ここ数年でBIO食材や環境 保護などへの意識が高まり、パリでも Jardin partagé(共同庭園)や自宅のベランダで自給自足をしたいという住民が増加して いる。公園の緑地の一画だけではなく、都心部のビルの屋上にも畑を作って野菜を栽培するなど、様々なAgriculture urbaine(都市型農業)の可能性が 広がるパリで、どんな風にガーデニングライフを楽しめるのだろうか?スペシャリストへのインタビューや共同庭園の参加者の様子を通じて、21世紀型エコ・ガーデンをレポート! (Texte et Photos: Atsuko TANAKA)

「緑の手」は誰にでもある。
エコロジーな庭園作りを楽しんで

パリの共同庭園に創立当初から関わり、現在はEco paysagiste(エコ・ペイザジスト)、造園家としてパリ市公認のガーデニング講座を担当するなど、エコ・ガーデンのスペシャリストとして幅広く活躍するセシル・コンタさんにインタビュー。共同庭園の成り立ちからエコ・ガーデンの考え方まで、都市型農業の基礎知識を語ってくれた。

セシルさんCecile CONTAT(セシル・コンタ)
エコ・ペイザジスト(造園家)。パリ生まれ。食品会社に勤務していた2002年、12区の共同庭園に参加。その後、ランドスケープデザイナー、造園家として独立。多様な原産地の植物栽培に精通し、ナチュラルかつコンテンポラリーな庭作りを提唱する。2010年より講師活動を開始、現在はパリ郊外にある国立造園学校の実習生を受け入れ、後進の育成も行う。cecilecontat.fr

Q. 共同庭園のルーツは?

A. Jardin partagé(共同庭園)のルーツは1970年代のニューヨーク、空いた土地を共同で耕したいという市民が働きかけて始まったコミュニティ・ガーデンです。その後パリにも導入したいと市が指揮を執り、2003年に「Charte main verte」(緑の手憲章)というプロジェクトが生まれました。そこから徐々に共同庭園を運営するアソシエーションが増加し、今ではパリ市内に約100前後の共同庭園があります。

Q. パリと近郊の庭園だけで自給自足の可能性は?

A. パリのJardin partagé は創立当初からしばらくの間は、住人達の憩いの場のような、親交を深めるクラブ活動的な意味合いが強かったですね。
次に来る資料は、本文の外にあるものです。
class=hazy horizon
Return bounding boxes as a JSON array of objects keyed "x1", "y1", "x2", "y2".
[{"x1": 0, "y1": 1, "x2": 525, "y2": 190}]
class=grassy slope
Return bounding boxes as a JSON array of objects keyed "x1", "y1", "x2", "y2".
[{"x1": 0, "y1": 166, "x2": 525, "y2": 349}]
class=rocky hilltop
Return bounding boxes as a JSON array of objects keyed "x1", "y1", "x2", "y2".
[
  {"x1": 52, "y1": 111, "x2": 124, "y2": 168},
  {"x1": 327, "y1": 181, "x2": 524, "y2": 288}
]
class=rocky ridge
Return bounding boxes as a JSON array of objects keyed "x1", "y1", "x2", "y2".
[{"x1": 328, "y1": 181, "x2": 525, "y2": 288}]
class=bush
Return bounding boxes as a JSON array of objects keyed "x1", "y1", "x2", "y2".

それが、本当にこの3、4年くらいで有機野菜や果物を育てることにパリジャンも強い関心を持つようになり、たくさんの問い合わせが私のところにも来るようになりました。都市型農業というコンセプトが普及して、今では屋上庭園のプロジェクトも広がっています。

パリと近郊の耕地と人口比率を見ると、完全な自給自足はさすがに無理ですが、昔よりも有機食材が入手しやすくなっていますし、自作の野菜や果物を最大限に取り入れて、環境に優しくオーガニックな食生活を実践することは可能だと思います。

Q. エコ・ペイザジスト(造園家)とは?

A. 化学肥料を使わないオーガニックで、生態系に配慮し たエコ・ガーデンを作ることが第一にありますが、私にとっ てはそれだけでなく、日常生活の中でも環境汚染をできる 限り避けて、持続可能な世界を目指すことも含まれていますね。  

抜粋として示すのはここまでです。